I grew up Catholic. My mother is somewhat religious and my father doesn’t believe in anything. My surroundings growing up in the catholic faith seemed natural to me. I went to church on Saturdays and bowed my head and held my hands tightly and prayed for forgiveness. I also grew up knowing that being a good catholic is the best way to reach the pearly gates and play in heaven among the good people of the earth, bouncing on snowy clouds.

Then I go older.

The people who surrounded me were Catholics. Die hard Catholics. The kind of religious folks in this part of the country who have trouble comprehending other issues concerning other religions and not theirs, the kind not allowed to be fags. They were the kind of religious you see in documentaries, railing against homosexuality and abortion. One of the hard-faced tiny warriors lined up on pews being filled with a boiling rage larger than our own small frames.


I believed unreservedly that my lord and savior had died for me to cleanse me of my sins. That the end of the world was coming and that I must spread the gospel of Jesus Christ to save those I cared about from an eternity spent in hell. God could see inside my very mind and heart, I was taught and that God is everywhere even when you are doing naughty things. And he knew when I was tempted by the devil, who would speak to me through secular music (Michael Jackson), friends (the one who smoked cigarettes in the school bathrooms) and television (MTV). I asked Jesus into my heart at an early age, was baptized in front of the congregation, and swallowed down the bitter intolerance they taught as easily as the cheap wine that was supposed to symbolize Christ’s blood.

So deeply did the hellfire and the hate lodge themselves inside me that on a trip back home, just pulling the car up to the church where I spent my formative years was enough to make my heart flap in my chest like a trapped bird. The conviction that I am a worthless sinner is the very deepest layer of my low self-esteem, and the unrealistically rigid morality I learned imbues the very sexuality that became my livelihood with guilt and fear. The church was not good to me.

But for all the fucked up things about the religion of my childhood, faith itself is a beautiful thing. The people I went to church with weren’t bad people, they just believed in a concept so fervently that it grew bent and warped in the fire of their fanaticism. In the beginning, God was good. And when I look back at the Christmases of my childhood, I remember the best parts of Christianity. I remember joy to the world. I remember peace and goodwill (of course Santa Claus and the Christmas carols).
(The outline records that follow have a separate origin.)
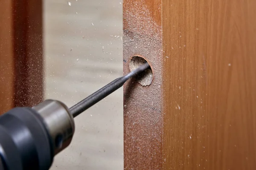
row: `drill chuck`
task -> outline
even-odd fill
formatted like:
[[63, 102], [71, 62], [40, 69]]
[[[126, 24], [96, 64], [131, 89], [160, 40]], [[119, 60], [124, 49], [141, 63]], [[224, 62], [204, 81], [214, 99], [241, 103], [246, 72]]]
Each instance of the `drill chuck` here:
[[145, 63], [69, 109], [47, 100], [32, 108], [16, 108], [0, 116], [0, 170], [48, 170], [54, 156], [70, 143], [73, 118], [149, 67]]
[[32, 108], [15, 108], [0, 118], [1, 170], [48, 170], [54, 156], [70, 144], [75, 130], [69, 109], [56, 100]]

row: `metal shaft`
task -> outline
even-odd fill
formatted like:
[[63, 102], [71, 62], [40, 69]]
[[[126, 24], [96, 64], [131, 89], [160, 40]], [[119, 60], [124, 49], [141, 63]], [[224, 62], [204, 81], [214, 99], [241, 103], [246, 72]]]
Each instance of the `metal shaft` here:
[[130, 78], [141, 73], [149, 67], [146, 62], [125, 76], [118, 78], [98, 91], [70, 108], [71, 113], [75, 117], [95, 103], [104, 99], [120, 87]]

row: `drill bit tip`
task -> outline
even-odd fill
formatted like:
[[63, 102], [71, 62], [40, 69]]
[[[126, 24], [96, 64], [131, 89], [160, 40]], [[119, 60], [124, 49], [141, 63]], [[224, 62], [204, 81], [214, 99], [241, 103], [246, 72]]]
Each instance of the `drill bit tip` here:
[[118, 78], [102, 88], [91, 94], [70, 108], [71, 113], [75, 117], [95, 104], [96, 103], [108, 95], [111, 94], [120, 87], [130, 78], [141, 73], [149, 67], [147, 62], [140, 66], [127, 75]]

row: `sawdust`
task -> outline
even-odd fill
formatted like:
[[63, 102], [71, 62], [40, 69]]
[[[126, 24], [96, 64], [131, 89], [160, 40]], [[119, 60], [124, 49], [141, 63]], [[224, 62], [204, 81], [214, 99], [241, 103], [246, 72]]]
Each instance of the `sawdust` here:
[[125, 169], [160, 169], [163, 162], [162, 28], [147, 3], [124, 2], [124, 73], [129, 71], [131, 57], [138, 55], [148, 61], [154, 73], [149, 86], [131, 79], [124, 87]]
[[[146, 62], [144, 58], [139, 56], [133, 57], [129, 63], [129, 68], [131, 71], [134, 70], [140, 65]], [[153, 81], [153, 73], [151, 68], [148, 68], [143, 73], [136, 76], [137, 82], [143, 86], [149, 85]]]

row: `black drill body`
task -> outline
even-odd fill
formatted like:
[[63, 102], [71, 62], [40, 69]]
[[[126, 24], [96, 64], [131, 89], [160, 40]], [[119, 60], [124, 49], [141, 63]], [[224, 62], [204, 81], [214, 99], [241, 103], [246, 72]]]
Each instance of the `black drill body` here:
[[75, 131], [73, 118], [149, 67], [147, 62], [117, 78], [69, 109], [47, 100], [12, 109], [0, 116], [0, 170], [48, 170], [55, 155], [67, 147]]

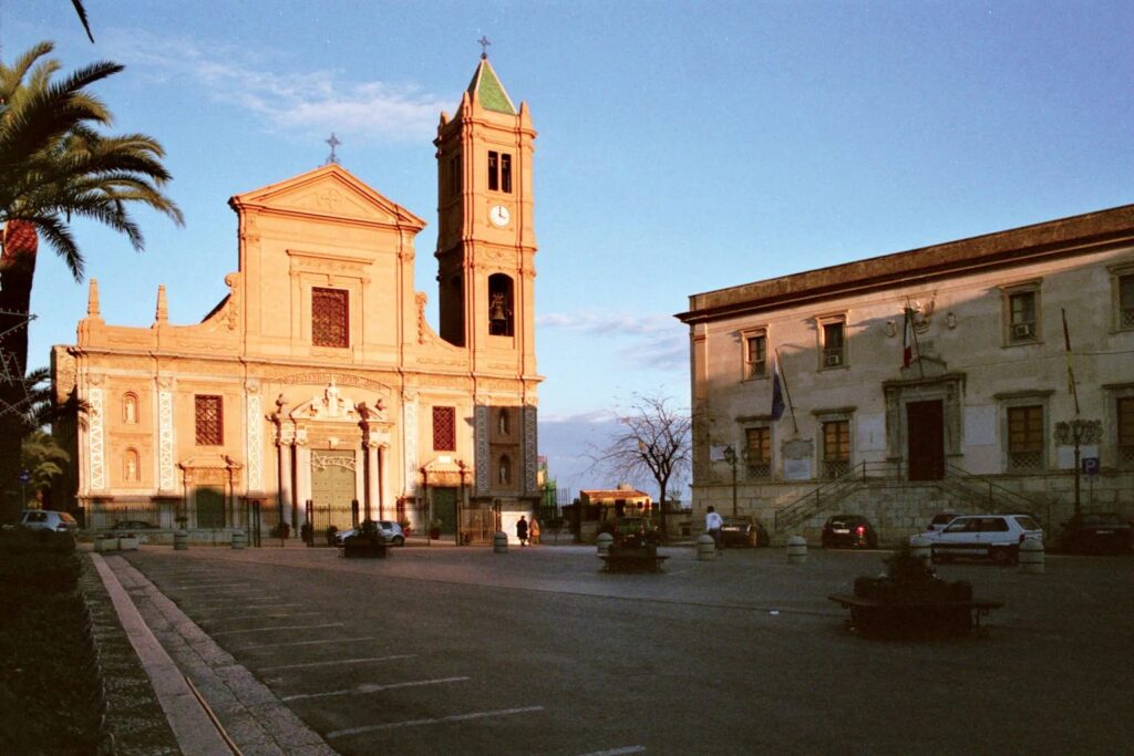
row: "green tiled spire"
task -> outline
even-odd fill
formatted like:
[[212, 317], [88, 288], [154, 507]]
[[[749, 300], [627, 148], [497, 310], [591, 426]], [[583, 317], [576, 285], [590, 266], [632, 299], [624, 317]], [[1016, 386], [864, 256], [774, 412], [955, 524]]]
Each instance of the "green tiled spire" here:
[[494, 110], [498, 113], [516, 114], [516, 108], [511, 104], [511, 99], [503, 91], [503, 85], [497, 78], [496, 71], [489, 65], [488, 58], [481, 58], [473, 80], [468, 83], [468, 94], [481, 102], [485, 110]]

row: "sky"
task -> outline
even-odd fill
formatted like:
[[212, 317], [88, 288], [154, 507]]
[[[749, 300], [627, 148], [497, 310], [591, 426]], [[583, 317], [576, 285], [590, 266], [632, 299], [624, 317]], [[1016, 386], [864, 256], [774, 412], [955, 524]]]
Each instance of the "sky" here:
[[[236, 270], [228, 198], [319, 167], [333, 131], [345, 168], [430, 221], [437, 328], [432, 139], [486, 36], [539, 131], [541, 436], [584, 428], [568, 445], [636, 394], [688, 407], [689, 295], [1134, 202], [1128, 0], [85, 7], [94, 44], [69, 0], [0, 0], [0, 57], [52, 40], [64, 70], [124, 63], [96, 88], [115, 130], [168, 153], [184, 228], [137, 211], [141, 255], [76, 228], [117, 325], [152, 323], [161, 283], [170, 322], [204, 317]], [[32, 366], [75, 342], [86, 292], [41, 255]]]

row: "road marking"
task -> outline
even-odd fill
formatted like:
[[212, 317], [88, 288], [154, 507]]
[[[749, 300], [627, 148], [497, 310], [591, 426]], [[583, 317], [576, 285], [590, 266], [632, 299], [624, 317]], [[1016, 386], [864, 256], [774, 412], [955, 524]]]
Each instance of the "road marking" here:
[[330, 662], [305, 662], [303, 664], [281, 664], [279, 666], [261, 666], [261, 672], [277, 670], [298, 670], [307, 666], [330, 666], [331, 664], [361, 664], [363, 662], [388, 662], [395, 659], [413, 659], [417, 654], [398, 654], [396, 656], [371, 656], [370, 659], [338, 659]]
[[361, 728], [348, 728], [346, 730], [332, 730], [327, 733], [328, 738], [341, 738], [350, 734], [362, 734], [363, 732], [378, 732], [379, 730], [396, 730], [398, 728], [413, 728], [422, 724], [445, 724], [447, 722], [467, 722], [468, 720], [482, 720], [489, 716], [510, 716], [513, 714], [527, 714], [528, 712], [542, 712], [542, 706], [525, 706], [523, 708], [500, 708], [494, 712], [474, 712], [472, 714], [454, 714], [452, 716], [438, 716], [424, 720], [407, 720], [405, 722], [389, 722], [387, 724], [367, 724]]
[[329, 690], [327, 693], [302, 693], [295, 696], [284, 696], [280, 700], [305, 700], [307, 698], [330, 698], [331, 696], [354, 696], [365, 693], [378, 693], [380, 690], [393, 690], [395, 688], [417, 688], [426, 685], [443, 685], [446, 682], [464, 682], [469, 678], [438, 678], [437, 680], [411, 680], [409, 682], [391, 682], [390, 685], [376, 685], [364, 682], [363, 685], [348, 688], [346, 690]]
[[358, 640], [378, 640], [378, 636], [366, 638], [327, 638], [325, 640], [294, 640], [291, 643], [261, 643], [254, 646], [240, 646], [232, 651], [276, 651], [284, 646], [315, 646], [324, 643], [356, 643]]
[[273, 614], [272, 613], [269, 613], [269, 614], [232, 614], [231, 617], [212, 617], [212, 618], [209, 618], [208, 620], [204, 620], [204, 621], [206, 621], [206, 622], [223, 622], [226, 620], [259, 620], [259, 619], [266, 619], [269, 617], [273, 618], [273, 619], [281, 619], [281, 618], [285, 618], [285, 617], [307, 617], [307, 615], [311, 615], [311, 614], [325, 614], [325, 612], [277, 612], [277, 613], [273, 613]]
[[272, 630], [314, 630], [315, 628], [340, 628], [342, 622], [328, 622], [325, 625], [290, 625], [286, 627], [269, 627], [269, 628], [248, 628], [247, 630], [221, 630], [220, 632], [210, 632], [209, 635], [215, 637], [219, 635], [239, 635], [242, 632], [271, 632]]
[[[290, 609], [291, 606], [303, 606], [303, 604], [276, 604], [276, 603], [272, 604], [272, 609]], [[248, 609], [248, 605], [247, 605], [247, 603], [242, 603], [239, 606], [232, 606], [231, 602], [228, 602], [228, 603], [225, 603], [225, 604], [217, 604], [215, 606], [214, 605], [201, 605], [201, 606], [198, 606], [198, 608], [196, 608], [194, 610], [194, 613], [201, 613], [201, 612], [221, 612], [221, 611], [225, 611], [226, 609]], [[305, 613], [314, 614], [316, 612], [305, 612]]]

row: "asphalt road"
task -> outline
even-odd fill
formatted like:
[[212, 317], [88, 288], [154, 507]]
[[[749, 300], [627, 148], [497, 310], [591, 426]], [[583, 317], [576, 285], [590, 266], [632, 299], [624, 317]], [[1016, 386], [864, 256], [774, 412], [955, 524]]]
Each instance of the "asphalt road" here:
[[1134, 558], [948, 564], [987, 637], [870, 640], [885, 552], [147, 547], [129, 561], [342, 754], [1128, 754]]

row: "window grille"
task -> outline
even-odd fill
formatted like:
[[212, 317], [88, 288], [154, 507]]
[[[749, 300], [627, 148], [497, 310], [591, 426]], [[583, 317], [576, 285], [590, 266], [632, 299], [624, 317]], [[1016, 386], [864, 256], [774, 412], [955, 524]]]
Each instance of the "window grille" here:
[[433, 451], [457, 450], [457, 408], [433, 408]]
[[223, 404], [220, 397], [194, 397], [198, 447], [219, 447], [225, 441]]
[[342, 289], [311, 290], [311, 342], [316, 347], [350, 346], [349, 297]]
[[1008, 467], [1013, 470], [1043, 467], [1043, 407], [1008, 408]]

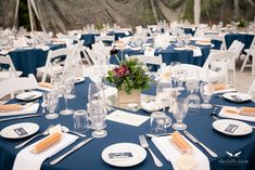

The next time I talked to God, it was in a room filled people crying and a casket suspended on two pillars gracefully gazing at the sobbing witnesses. When I tried to reach out this loving higher power, all I saw was the stern father of my youth, as oppressive as a suburb. The God I knew damned you to hell; he didn’t pull you out of it.

As many of you have noted, I am not a perfect person. I have made mistakes, over and over again. And sometimes the only way to get back up after you’ve fallen so far is to rely on something bigger than yourself, to pull your head out of your ass and notice that there even IS anything bigger than yourself. And it’s awfully sincere, but when I went looking for God, I found a whole big world out there that saved me from myself. Whether it’s the love of friends and family, the talent that comes and faithfully offers me the right word, the potential for kindness between people, or the ability to tell a story that comforts others. These things can be holy too.

I will not call myself a devoted Catholic. But this year I approach happiness. And in those creeping moments when I walk down the street and look to the tops of the buildings that skim an endless skyline, when joy unexpectedly fills up my lungs like crisp winter air, until even my blood is sweetly singing. Then I am feeling God.